1 ...8 9 10 12 13 14 ...17 Ohnehin war die Stimmung bei BMW zu dieser Zeit angespannt, denn Herbert Quandt hatte mit Bernd Kalthegener einen alten Vertrauten in die Münchner Zentrale gesandt, der Eberhard von Kuenheim direkt unterstellt und als Chef der Gesamtplanung mit zahlreichen Vollmachten ausgestattet war. In Folge wurden zahlreiche Manager gekündigt oder aber kündigten selbst. Auf Vorstandssitzungen wurde unterdes offensichtlich: Auch das Verhältnis zwischen Vertriebschef Bob Lutz und Bernd Kalthegener war nicht von Vertrauen und Sympathie geprägt.

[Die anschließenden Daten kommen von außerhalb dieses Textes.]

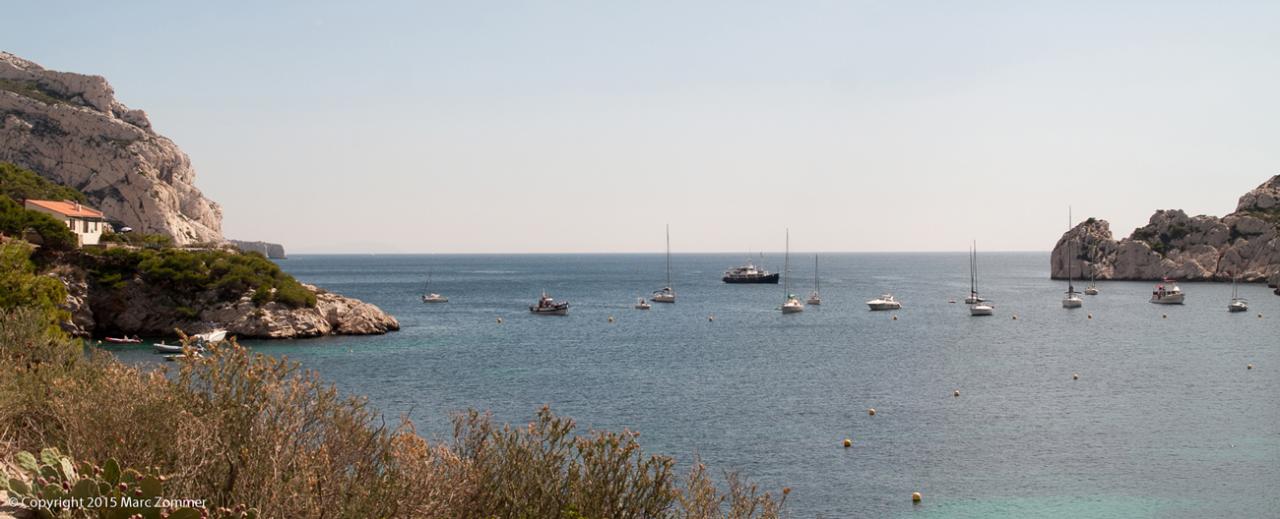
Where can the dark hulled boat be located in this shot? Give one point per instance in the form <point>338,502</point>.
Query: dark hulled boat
<point>749,273</point>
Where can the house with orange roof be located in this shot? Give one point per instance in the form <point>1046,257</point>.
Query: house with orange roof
<point>85,222</point>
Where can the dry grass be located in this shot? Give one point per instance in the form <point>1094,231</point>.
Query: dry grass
<point>236,427</point>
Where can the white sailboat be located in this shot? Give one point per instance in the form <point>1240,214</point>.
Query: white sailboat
<point>977,305</point>
<point>666,294</point>
<point>885,301</point>
<point>433,296</point>
<point>1238,304</point>
<point>1073,297</point>
<point>1168,292</point>
<point>1092,290</point>
<point>792,304</point>
<point>814,299</point>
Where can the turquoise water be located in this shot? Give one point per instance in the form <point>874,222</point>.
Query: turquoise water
<point>1164,422</point>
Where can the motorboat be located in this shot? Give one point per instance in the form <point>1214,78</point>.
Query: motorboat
<point>792,305</point>
<point>1168,294</point>
<point>666,294</point>
<point>549,306</point>
<point>433,296</point>
<point>885,301</point>
<point>749,273</point>
<point>1238,304</point>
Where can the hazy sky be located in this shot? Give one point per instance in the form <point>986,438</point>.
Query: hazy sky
<point>584,126</point>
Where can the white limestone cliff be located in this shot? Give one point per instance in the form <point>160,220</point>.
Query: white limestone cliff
<point>69,128</point>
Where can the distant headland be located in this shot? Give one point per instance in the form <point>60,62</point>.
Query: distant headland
<point>96,199</point>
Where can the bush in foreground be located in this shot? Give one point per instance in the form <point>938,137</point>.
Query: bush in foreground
<point>234,427</point>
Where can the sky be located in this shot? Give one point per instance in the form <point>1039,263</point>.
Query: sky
<point>588,126</point>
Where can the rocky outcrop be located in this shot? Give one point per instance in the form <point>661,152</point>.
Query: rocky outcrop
<point>137,309</point>
<point>266,249</point>
<point>1244,244</point>
<point>333,314</point>
<point>69,128</point>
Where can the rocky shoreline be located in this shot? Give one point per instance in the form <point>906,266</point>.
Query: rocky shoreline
<point>149,312</point>
<point>1243,245</point>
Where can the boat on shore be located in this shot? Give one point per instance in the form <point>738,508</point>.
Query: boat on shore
<point>549,306</point>
<point>1168,294</point>
<point>885,301</point>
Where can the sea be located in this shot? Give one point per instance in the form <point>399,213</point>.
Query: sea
<point>1118,409</point>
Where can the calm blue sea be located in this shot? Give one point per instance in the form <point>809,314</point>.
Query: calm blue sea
<point>1164,422</point>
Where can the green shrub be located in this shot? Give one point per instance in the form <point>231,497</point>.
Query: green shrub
<point>22,287</point>
<point>186,273</point>
<point>233,427</point>
<point>21,183</point>
<point>16,221</point>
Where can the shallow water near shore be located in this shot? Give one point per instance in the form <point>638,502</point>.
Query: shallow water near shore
<point>1164,420</point>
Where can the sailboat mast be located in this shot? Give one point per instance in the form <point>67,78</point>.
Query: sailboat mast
<point>668,255</point>
<point>786,268</point>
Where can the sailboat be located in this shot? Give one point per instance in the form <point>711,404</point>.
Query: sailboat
<point>1073,297</point>
<point>433,296</point>
<point>792,304</point>
<point>814,299</point>
<point>1238,304</point>
<point>977,305</point>
<point>666,294</point>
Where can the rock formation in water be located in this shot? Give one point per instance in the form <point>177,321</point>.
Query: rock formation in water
<point>266,249</point>
<point>1244,244</point>
<point>69,128</point>
<point>151,310</point>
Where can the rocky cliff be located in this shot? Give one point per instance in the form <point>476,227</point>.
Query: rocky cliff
<point>69,128</point>
<point>150,310</point>
<point>1244,244</point>
<point>266,249</point>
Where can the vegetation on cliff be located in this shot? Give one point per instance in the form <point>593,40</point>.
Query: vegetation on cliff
<point>188,273</point>
<point>237,428</point>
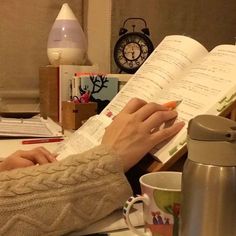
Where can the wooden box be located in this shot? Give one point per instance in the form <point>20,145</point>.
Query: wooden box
<point>74,114</point>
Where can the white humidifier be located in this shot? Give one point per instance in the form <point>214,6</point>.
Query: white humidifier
<point>67,44</point>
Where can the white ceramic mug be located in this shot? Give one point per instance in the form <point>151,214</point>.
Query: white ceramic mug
<point>161,197</point>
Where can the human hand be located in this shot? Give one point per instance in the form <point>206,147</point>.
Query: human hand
<point>135,130</point>
<point>20,158</point>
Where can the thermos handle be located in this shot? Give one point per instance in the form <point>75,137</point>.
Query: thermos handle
<point>126,211</point>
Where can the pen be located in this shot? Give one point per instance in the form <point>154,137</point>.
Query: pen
<point>43,140</point>
<point>172,104</point>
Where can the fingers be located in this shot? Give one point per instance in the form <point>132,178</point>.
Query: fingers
<point>150,109</point>
<point>133,105</point>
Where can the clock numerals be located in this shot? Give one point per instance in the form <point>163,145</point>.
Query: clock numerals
<point>131,50</point>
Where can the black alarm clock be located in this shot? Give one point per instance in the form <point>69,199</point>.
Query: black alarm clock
<point>132,48</point>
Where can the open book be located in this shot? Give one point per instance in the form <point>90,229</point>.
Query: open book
<point>180,68</point>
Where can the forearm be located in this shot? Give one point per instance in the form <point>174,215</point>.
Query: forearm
<point>57,198</point>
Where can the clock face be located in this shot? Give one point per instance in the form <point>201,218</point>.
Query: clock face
<point>131,50</point>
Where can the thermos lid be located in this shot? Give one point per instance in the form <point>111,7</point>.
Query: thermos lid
<point>212,140</point>
<point>212,128</point>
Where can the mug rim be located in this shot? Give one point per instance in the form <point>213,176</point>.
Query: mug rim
<point>160,188</point>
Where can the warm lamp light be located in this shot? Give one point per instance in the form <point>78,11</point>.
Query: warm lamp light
<point>67,44</point>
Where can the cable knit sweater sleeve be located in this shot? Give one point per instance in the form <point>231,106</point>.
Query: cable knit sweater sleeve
<point>57,198</point>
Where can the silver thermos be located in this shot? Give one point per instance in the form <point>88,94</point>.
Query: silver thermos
<point>209,178</point>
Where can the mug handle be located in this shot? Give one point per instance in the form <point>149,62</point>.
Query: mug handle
<point>126,211</point>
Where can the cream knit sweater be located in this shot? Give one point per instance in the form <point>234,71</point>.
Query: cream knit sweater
<point>57,198</point>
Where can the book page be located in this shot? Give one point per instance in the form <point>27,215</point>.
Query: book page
<point>87,136</point>
<point>166,64</point>
<point>29,127</point>
<point>207,88</point>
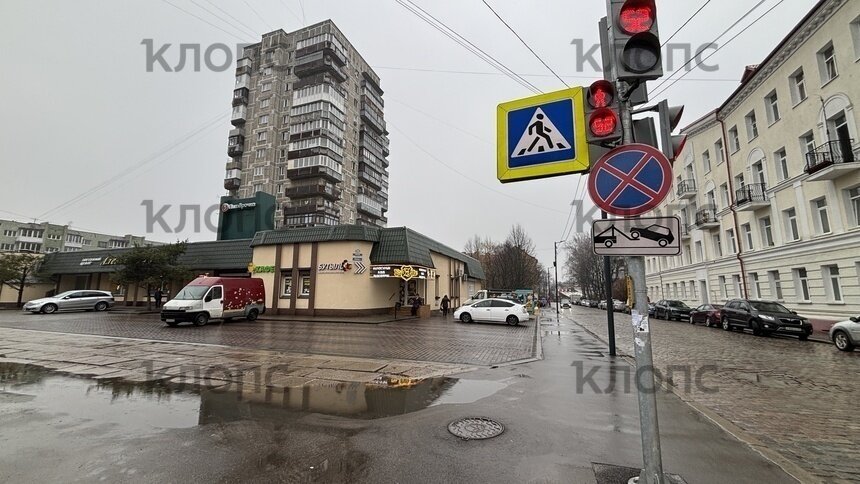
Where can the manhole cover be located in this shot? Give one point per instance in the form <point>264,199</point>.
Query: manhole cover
<point>476,428</point>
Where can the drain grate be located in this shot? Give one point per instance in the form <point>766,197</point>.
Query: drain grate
<point>476,428</point>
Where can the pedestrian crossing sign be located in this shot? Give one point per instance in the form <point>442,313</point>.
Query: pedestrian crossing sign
<point>542,136</point>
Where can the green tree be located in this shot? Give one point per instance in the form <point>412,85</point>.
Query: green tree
<point>151,267</point>
<point>16,271</point>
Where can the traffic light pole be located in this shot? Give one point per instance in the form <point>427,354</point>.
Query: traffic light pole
<point>645,384</point>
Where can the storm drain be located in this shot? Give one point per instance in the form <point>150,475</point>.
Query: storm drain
<point>476,428</point>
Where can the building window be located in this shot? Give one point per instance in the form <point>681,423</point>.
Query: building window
<point>792,232</point>
<point>771,102</point>
<point>827,63</point>
<point>766,232</point>
<point>706,161</point>
<point>734,140</point>
<point>822,220</point>
<point>747,229</point>
<point>752,126</point>
<point>798,87</point>
<point>755,285</point>
<point>780,158</point>
<point>831,282</point>
<point>287,287</point>
<point>775,285</point>
<point>801,283</point>
<point>730,239</point>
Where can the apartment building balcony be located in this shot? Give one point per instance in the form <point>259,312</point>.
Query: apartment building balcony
<point>751,197</point>
<point>687,189</point>
<point>235,145</point>
<point>240,96</point>
<point>319,171</point>
<point>833,160</point>
<point>239,115</point>
<point>372,119</point>
<point>707,219</point>
<point>323,190</point>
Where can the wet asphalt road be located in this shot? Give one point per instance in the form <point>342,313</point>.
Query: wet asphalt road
<point>554,433</point>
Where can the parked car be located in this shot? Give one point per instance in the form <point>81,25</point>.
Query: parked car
<point>708,314</point>
<point>494,309</point>
<point>671,309</point>
<point>72,301</point>
<point>208,298</point>
<point>764,318</point>
<point>846,334</point>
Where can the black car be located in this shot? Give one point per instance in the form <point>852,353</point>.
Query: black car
<point>764,318</point>
<point>671,309</point>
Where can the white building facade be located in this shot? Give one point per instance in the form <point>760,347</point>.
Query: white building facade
<point>768,184</point>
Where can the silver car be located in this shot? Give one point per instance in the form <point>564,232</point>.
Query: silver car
<point>846,335</point>
<point>85,300</point>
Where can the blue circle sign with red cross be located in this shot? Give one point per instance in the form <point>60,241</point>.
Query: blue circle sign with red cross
<point>630,180</point>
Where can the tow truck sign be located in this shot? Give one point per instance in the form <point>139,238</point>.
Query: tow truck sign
<point>637,236</point>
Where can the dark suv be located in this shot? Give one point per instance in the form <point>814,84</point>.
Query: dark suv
<point>764,318</point>
<point>671,309</point>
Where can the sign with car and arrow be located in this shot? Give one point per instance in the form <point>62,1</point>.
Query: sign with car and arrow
<point>637,236</point>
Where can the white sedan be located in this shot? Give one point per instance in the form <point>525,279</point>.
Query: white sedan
<point>493,309</point>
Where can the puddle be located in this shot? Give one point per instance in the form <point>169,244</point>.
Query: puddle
<point>150,406</point>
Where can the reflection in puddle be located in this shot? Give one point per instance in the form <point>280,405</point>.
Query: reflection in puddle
<point>141,407</point>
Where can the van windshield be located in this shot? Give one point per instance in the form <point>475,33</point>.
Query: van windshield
<point>192,293</point>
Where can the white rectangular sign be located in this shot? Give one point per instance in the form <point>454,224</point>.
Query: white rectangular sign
<point>637,236</point>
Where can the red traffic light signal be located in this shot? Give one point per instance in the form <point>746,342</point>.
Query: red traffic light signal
<point>637,40</point>
<point>602,114</point>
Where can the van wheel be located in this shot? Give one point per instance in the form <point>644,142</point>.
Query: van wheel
<point>201,319</point>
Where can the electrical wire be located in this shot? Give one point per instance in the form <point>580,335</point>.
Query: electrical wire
<point>525,43</point>
<point>661,91</point>
<point>685,23</point>
<point>466,44</point>
<point>726,31</point>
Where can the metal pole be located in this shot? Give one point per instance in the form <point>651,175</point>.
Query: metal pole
<point>555,263</point>
<point>610,310</point>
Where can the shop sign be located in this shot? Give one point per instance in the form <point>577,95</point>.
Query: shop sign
<point>334,268</point>
<point>401,272</point>
<point>254,269</point>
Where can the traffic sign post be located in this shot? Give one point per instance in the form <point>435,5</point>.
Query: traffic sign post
<point>542,136</point>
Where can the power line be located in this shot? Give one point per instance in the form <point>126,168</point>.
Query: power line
<point>524,43</point>
<point>750,11</point>
<point>467,177</point>
<point>685,23</point>
<point>661,91</point>
<point>466,44</point>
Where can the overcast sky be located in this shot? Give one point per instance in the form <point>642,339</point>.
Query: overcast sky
<point>88,134</point>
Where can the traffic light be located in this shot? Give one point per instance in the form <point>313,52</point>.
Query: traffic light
<point>670,117</point>
<point>602,114</point>
<point>636,40</point>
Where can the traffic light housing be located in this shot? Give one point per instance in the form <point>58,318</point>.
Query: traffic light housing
<point>602,117</point>
<point>670,117</point>
<point>636,40</point>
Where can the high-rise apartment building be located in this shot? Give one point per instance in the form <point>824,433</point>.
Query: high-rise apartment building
<point>309,129</point>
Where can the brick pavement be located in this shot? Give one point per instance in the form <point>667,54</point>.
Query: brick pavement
<point>431,339</point>
<point>799,399</point>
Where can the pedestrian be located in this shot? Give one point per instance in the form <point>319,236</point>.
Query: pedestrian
<point>444,305</point>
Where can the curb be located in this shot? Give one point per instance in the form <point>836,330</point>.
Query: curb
<point>770,455</point>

Einen Wechsel gab es unterdessen in der Designabteilung, da Chefdesigner Paul Bracq BMW in Richtung Frankreich verließ, um bei Peugeot als Chief of Interior Design zu arbeiten. BMW stand nun ohne Chefdesigner da. Auch Bob Lutz kündigte bei BMW seinen Posten und stieg gleichzeitig auf der Karriereleiter eine Sprosse nach oben. Er wechselte zum kriselnden Hersteller Ford in Köln, wo er als Deutschland-Chef erfolgreich die Modernisierung der Modellpalette vorantrieb und später zum Chef von Ford Europe aufstieg. Sein Nachfolger bei BMW wurde Hans-Erdmann Schönbeck, bisher in Ingolstadt als Vorstand der VW-Tochter Audi-NSU AG zuständig für den Vertrieb in Deutschland.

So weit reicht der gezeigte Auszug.